De ce point de vue, les violences conju­gales consti­tuent un des stades ultimes de l’appropriation du corps des femmes puisque le contrôle de ces dernières en est le moteur, que les violences soient d’ordre psycho­lo­gique, physique, sexuel ou économique.

Quant aux violences sexuelles, tant dans l’espace privé que public, elles péren­nisent ce droit des hommes à s’approprier le corps des femmes. Ce sont notam­ment les mythes sur le viol – ou la culture du viol – qui entre­tiennent l’objectification sexuelle des femmes, bana­lisent les violences dont elles sont victimes et les respon­sa­bi­lisent quant à leur occurrence.

CC-BY-NC-SA – Flickr​.com – Jeanne Menjoulet

Le contrôle, enfin, passe aussi par les normes liées au genre (comment dois-je bouger, m’habiller, réali­ser des actes sexuels,… pour être consi­dé­rée comme une femme et répondre, en Occi­dent, aux idéaux de beauté de la femme cis blanche, jeune, mince et valide). Normes qui sont incor­po­rées par les femmes, c’est-à-dire appli­quées de façon incons­ciente et spontanée.

Mais cet enfer­me­ment dans les normes de genre n’est pas une fata­lité. Autant les violences sexuelles peuvent être dénon­cées et combat­tues via des mouve­ments sociaux tels que #Metoo, autant ces normes peuvent être ques­tion­nées, indi­vi­duel­le­ment et collec­ti­ve­ment, pour tenter de défi­nir un usage plus juste de son propre corps et des façons « de se posi­tion­ner diffé­rem­ment au sein du monde et par rapport aux autres pour agir sur ce système oppresseur. »

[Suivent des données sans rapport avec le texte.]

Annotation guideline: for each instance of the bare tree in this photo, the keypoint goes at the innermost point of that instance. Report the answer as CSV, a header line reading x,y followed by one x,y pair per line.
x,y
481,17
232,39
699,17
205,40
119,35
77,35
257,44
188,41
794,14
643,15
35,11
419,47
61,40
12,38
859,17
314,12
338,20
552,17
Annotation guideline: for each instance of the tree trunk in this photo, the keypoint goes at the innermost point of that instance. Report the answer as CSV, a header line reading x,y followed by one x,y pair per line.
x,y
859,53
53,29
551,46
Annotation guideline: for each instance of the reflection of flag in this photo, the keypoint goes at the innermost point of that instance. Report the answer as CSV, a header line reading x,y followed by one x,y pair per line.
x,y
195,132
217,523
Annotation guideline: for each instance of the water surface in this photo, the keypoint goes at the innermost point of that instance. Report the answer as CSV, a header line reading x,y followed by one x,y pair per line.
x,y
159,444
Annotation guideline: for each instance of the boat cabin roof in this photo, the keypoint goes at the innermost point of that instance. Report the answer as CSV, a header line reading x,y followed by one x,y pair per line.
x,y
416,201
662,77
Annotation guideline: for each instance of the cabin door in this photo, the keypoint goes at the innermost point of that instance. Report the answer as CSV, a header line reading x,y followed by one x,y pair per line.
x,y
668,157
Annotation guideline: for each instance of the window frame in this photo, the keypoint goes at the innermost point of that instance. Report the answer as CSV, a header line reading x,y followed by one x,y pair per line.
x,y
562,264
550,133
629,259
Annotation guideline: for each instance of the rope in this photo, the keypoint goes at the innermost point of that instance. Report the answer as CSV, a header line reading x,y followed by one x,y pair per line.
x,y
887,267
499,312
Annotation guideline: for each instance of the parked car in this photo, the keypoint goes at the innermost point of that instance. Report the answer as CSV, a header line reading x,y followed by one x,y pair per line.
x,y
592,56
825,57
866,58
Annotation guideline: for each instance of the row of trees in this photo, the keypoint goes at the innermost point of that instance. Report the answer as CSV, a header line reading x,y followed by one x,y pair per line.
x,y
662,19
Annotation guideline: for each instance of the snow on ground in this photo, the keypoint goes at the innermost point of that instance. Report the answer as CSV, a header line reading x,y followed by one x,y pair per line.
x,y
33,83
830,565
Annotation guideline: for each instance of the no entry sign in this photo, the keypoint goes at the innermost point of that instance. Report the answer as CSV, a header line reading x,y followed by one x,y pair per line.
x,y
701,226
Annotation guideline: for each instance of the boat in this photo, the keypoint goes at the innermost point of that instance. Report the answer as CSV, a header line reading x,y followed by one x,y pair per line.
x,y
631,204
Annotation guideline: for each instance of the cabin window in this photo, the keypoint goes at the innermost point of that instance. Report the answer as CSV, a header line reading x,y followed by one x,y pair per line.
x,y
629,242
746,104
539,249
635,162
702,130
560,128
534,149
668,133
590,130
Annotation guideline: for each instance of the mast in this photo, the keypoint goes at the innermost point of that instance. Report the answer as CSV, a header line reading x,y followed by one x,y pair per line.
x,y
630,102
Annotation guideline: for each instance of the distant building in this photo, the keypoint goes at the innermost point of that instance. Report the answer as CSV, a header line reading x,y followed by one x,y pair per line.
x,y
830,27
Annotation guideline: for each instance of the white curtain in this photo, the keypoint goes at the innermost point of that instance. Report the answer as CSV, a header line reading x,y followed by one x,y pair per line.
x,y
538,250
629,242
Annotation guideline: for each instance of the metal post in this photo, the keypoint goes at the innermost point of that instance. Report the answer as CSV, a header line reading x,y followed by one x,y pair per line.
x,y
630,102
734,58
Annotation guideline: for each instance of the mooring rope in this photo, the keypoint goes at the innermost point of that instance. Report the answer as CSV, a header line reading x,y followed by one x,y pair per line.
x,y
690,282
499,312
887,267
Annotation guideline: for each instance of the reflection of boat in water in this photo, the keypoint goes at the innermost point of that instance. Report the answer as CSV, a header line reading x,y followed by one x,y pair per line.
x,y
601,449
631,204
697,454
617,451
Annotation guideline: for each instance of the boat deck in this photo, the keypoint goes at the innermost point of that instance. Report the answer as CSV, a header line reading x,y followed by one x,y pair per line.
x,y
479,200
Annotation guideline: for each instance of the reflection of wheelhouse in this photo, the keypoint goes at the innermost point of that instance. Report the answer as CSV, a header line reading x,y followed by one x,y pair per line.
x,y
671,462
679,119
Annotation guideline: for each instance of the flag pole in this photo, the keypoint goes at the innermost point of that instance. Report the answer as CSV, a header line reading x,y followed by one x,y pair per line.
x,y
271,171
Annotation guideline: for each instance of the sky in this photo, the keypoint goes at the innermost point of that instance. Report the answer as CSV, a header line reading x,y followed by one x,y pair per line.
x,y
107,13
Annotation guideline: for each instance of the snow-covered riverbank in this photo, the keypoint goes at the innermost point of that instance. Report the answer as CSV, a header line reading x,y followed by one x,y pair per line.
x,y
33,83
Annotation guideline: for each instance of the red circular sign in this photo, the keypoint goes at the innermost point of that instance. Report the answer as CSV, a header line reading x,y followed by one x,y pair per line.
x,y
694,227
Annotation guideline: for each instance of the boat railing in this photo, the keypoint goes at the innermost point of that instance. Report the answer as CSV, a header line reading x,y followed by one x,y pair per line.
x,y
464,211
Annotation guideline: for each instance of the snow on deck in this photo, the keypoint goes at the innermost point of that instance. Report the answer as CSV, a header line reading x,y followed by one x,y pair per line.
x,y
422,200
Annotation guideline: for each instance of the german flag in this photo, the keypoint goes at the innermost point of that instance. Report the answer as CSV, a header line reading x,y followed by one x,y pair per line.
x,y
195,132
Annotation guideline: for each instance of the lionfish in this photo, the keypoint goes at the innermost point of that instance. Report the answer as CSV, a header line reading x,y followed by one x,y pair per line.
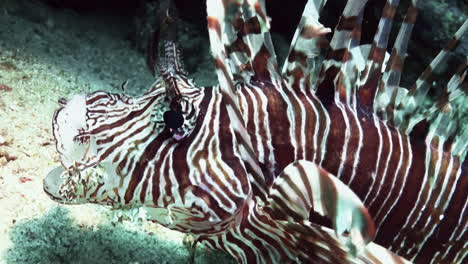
x,y
323,161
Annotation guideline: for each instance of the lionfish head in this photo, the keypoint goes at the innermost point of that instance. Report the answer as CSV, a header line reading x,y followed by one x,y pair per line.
x,y
96,134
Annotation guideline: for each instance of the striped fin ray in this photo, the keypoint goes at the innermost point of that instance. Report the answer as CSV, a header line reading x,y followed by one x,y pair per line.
x,y
306,46
389,93
373,71
217,24
335,81
449,116
263,239
304,187
411,110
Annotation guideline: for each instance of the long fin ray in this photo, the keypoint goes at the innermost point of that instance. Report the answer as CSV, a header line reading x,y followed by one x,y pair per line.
x,y
217,24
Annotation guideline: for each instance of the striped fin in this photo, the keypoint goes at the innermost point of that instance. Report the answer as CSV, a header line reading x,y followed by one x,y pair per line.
x,y
306,46
260,238
335,83
304,187
413,102
307,233
405,108
389,94
218,23
373,71
246,40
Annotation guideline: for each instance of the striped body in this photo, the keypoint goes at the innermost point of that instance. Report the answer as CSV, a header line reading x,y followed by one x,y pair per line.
x,y
276,167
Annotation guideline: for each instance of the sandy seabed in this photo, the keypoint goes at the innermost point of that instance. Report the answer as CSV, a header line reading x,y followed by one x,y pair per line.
x,y
45,56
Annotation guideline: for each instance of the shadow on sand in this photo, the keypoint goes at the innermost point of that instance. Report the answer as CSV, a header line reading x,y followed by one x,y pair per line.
x,y
54,238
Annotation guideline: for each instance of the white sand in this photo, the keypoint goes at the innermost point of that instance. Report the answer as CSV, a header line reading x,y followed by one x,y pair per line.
x,y
43,57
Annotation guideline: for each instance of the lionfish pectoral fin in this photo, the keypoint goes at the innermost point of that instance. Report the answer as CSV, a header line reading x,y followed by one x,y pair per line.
x,y
303,188
220,28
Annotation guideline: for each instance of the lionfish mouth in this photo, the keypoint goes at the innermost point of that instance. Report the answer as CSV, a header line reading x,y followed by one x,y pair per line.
x,y
71,186
53,184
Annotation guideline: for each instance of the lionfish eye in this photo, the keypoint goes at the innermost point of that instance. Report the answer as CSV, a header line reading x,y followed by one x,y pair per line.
x,y
173,119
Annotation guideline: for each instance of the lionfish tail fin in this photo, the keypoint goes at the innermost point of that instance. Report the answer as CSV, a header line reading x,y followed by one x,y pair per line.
x,y
304,188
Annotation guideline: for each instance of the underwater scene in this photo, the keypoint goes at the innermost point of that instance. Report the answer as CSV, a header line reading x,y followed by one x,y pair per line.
x,y
233,131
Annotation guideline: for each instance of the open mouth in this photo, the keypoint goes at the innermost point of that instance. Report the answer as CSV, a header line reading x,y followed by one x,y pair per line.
x,y
53,183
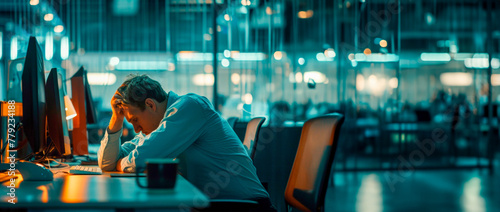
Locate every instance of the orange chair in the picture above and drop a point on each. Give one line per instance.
(308, 181)
(252, 135)
(232, 121)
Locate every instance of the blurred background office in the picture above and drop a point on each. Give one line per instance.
(417, 80)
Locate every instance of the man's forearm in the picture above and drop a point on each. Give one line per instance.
(119, 165)
(109, 152)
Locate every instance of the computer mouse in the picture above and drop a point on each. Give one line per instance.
(33, 172)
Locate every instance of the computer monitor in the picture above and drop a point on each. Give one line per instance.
(89, 101)
(84, 107)
(56, 114)
(33, 88)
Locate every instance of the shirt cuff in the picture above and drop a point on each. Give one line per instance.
(114, 135)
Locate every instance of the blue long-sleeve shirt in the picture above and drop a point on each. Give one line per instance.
(210, 154)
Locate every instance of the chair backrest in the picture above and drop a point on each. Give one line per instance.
(232, 121)
(308, 179)
(252, 135)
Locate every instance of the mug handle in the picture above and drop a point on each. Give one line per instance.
(137, 171)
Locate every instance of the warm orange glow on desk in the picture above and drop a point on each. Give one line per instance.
(45, 193)
(74, 189)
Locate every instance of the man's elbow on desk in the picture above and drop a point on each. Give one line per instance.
(110, 166)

  1. Fran­çoise HÉRITIER, Masculin/Féminin I. La pensée de la diffé­rence, Paris, 1996, p. 232.
  2. Colette GUILLAUMIN, « Pratique du pouvoir et idée de Nature. (I) L’appropriation des femmes », Ques­tions fémi­nistes, 2, février 1978, pp. 5–30.
  3. Evelyn NAKANO GLENN, « De la servi­tude au travail de service : les conti­nui­tés histo­riques de la divi­sion raciale du travail repro­duc­tif payé », dans Elsa DORLIN, Sexe, Race, Classe, Paris, 2009, p. 22.